Trends noted in the report “underscore the importance of compliance on regulation, especially technology, biotechnology, AI-related technology, and I think you’re going to see big price movements,” said Anthony C. Varbero, a partner at Quintairos, Prieto, Wood & Boyer PA.

Plaintiffs’ attorney Jeffrey Golan of Barrack, Rodos & Bacine points to data in the report showing that 80% of the dollar decline is attributable to technology and certain consumer cases, mainly pharmaceuticals—about half the newly filed cases. He says there’s an even bigger concentration in those sectors when the dollar loss is measured from the market cap peak during the class period.

And that points to another phenomenon in the Cornerstone data, he said—an increase in suits filed within the Third Circuit, an area where many pharma companies are based.

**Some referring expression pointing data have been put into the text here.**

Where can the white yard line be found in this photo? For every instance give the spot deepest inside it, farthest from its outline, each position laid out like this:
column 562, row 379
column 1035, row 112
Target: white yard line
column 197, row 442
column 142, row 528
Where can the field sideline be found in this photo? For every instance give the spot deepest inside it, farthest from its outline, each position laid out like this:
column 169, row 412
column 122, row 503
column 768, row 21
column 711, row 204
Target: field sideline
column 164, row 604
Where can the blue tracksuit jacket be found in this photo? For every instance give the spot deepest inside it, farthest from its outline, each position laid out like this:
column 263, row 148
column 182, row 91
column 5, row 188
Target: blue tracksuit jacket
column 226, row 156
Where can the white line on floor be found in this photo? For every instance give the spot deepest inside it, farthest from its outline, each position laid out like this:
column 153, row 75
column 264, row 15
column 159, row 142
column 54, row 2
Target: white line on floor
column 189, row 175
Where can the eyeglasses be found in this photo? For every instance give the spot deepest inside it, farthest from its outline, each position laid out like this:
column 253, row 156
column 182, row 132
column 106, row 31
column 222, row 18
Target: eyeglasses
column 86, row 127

Flath and Mark Foster, also of Skadden, say another trend they’re seeing is suits over small percentage price drops against companies with large market capitalization. “It doesn’t have to be double digits,” Flath said.

SPAC Suits Fade

Special purpose acquisition companies, or blank-check corporations used to help others go public, fell out of favor after a burst in the early 2020s amid regulatory scrutiny and waning investor interest. SPAC-related class filings have dipped in recent years, according to Cornerstone.

“You can’t have a SPAC or a de-SPAC case if you don’t have SPACs and de-SPACs, that just isn’t the way things are being done as much anymore,” Youngwood said.

While interest in blank-check companies ticked up recently, people working on SPACs have more experience now than when a surge of related complaints were filed years ago, said James J. Beha II, a partner at Baker Botts LLP.

“Even if there is some uptick in SPAC transactions, there’s less ability for anyone who raises a SPAC fund to raise money without having a track record,” Beha said, “and so I wouldn’t necessarily expect any increase in SPAC activity to lead to the same level of litigation as there was a couple years ago.”